Ерёма как-то по-доброму улыбнулся старухе, взял в руки приготовленный женщинами мешок с едой и вышел на морозный воздух. Потом он вернулся, снял со стены винтарь, с другой – свою старенькую двуствольную «тулку», вытащил из-под кровати рюкзачок, в котором у него хранились патроны, и все это потащил к саням. Женщины, накинув на себя теплые дошки, выскочили проводить его. Вслед за ними выскочили и дети. Так уж заведено в этом доме, чтоб всей родней провожать мужчин в дорогу. Вот так же и Ефима провожали, когда тот со стадом уходил на ягеля. И только нэкуна – младшего брата Ерёмы Степана – никто никуда не провожает. А зачем? Ведь не в тайгу идет – в школу, откуда он каждый вечер возвращается домой.
– Ну все, прощайте! – забравшись в сани и натягивая вожжу, говорит Ерёма.
– Когда вернешься-то? – спросила мать.
– Не знаю… – буркнул он.
– Не забудь, что не сегодня завтра Ефим придет со стадом, – напомнила ему Мотря. – А там и забой оленей начнется…
– Не забуду, – проговорил Ерёма, без которого никогда это дело не обходилось. Да что там – в такие дни весь поселок приходит к пастухам на помощь. Одним им не справиться. Ведь это тебе не чушку к празднику завалить – тут огромное стадо. Конечно, не все ороны пойдут под нож – только часть из них; остальные же останутся в стаде, чтобы продолжать род. Останутся лучшие суры – быки-производители, останутся стельные важенки и молодое поголовье – неблюи, лоншаки, сырицы. А кроме того, кладенные ездовые быки и добрые учаки – верховые олени.
– Ну давай!.. – махнула рукой мать.
– Эй-эй! Пошли! – ткнул палкой передового Ерёма. Он не любил в такие вот минуты долго рассусоливать, тем более распускать слюни. Таким был и его дед, таким был отец. Умчатся в тайгу – даже жену родную с детишками не обнимут да не поцелуют на прощание. Сдержанные они все Савельевы эти, закрытые в своих чувствах. Бабаями таких в народе зовут, но это только на первый взгляд. Ведь никто не знал, что чувствовал Ерёма, когда его четверка ездовых рванула вперед, подняв за собой клубы снега, в которых скрылись родные ему лица. Никто не знал, кроме него самого. – Имат! Соги имат! Шибко!.. Еще шибче!.. Киш! Киш!

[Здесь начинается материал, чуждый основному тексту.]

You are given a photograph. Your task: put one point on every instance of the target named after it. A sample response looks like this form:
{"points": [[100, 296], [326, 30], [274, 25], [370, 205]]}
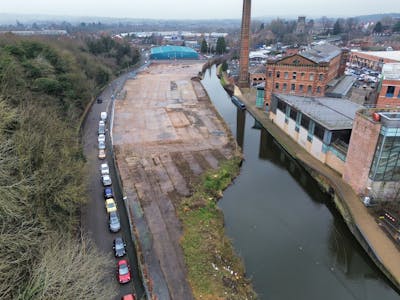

…Размеренный рокот моторов. Машины одна за другой идут на небольшой высоте, подрагивая могучими телами. Вокруг до самого горизонта чернеет тайга, которую то тут, то там прорезают серебряные нити рек и ручьев. Дикая пустынь. И ни единого живого уголка внизу. Даже страшно становится от одной только мысли, что тебе придется жить в этом безлюдье. Во всяком случае, Грачевский был не в восторге. Он неотрывно и с тревогой глядел в иллюминатор, пытаясь отыскать среди этого холодного безмолвия что-то похожее на жизнь.
Да куда ж мы летим? – все больше и больше теряя терпение, с тревогой думал он. Уж не к Ледовитому ли океану их решили забросить? Но ведь вроде говорили, что магистраль дойдет только до Южной Якутии… Это потом она пойдет дальше. Но тогда ее, скорее всего, уже будут строить иные поколения. Почему же тогда они так долго летят? Или Володьке это только так кажется?